Tonight was the second time in recent memory that Klaus Teuber has tried to slowly murder me with his diabolical invention. Even his name sounds like an evil character from Pinky and the Brain, and the plot of his "game" is no less disquieting.
I really don't understand any of it, but as far as I can tell it's like Monopoly for the British Empire. The goal is to colonize large swaths of land with little wooden pieces representing roads, cities, and "settlements." There are thousands of parts to the game. There's the puzzle that constitutes the "land." There are dice. There are little cardboard circles with numbers AND letters on them. There are cards with rocks, sheep, wheat, and logs that you're supposed to trade for other special cards like the "knight card" and "the longest road card" so you can get "victory points." Then between turns you're allowed to just randomly build shit and it's called the "special building phase" or something. There's a "robber" that hangs out in a desert threatening to fuck shit up and there are strategic trading ports. You win when you get ten victory points I think.
The fluency and zeal with which my friends who play Settlers of Catan play Settlers of Catan boggles the mind.

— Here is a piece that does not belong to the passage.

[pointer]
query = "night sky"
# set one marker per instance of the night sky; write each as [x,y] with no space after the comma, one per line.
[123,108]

Each time I've played this game, I've felt like the game played me. Someone has to sit next to me and basically tell me what to do every step of the way. Literally the only thing I know how to do in this game is roll dice, count the dots on the dice, and announce the number I've just rolled. The rest just kind of happens around me, as though I were some mentally incompetent ward of the state, and I start to wonder if this is what it feels like to be senile.
That's the way it is with me and board games though. My second grader is already better at math than me and my preschooler is a much better skier. So it's hardly surprising that I barely understand Uno. The only board games I know how to play are Chutes & Ladders; Candy Land; Hungry, Hungry Hippos; and Operation, and I hate each of them to varrying degrees. Come to think of it, the last two probably don't even count as board games.
Somewhere in the Black Forest, Klaus Teuber is shaking his fist and laughing, knowing that it won't be long before he has the motive, means, and opportunity to make another attempt on my life.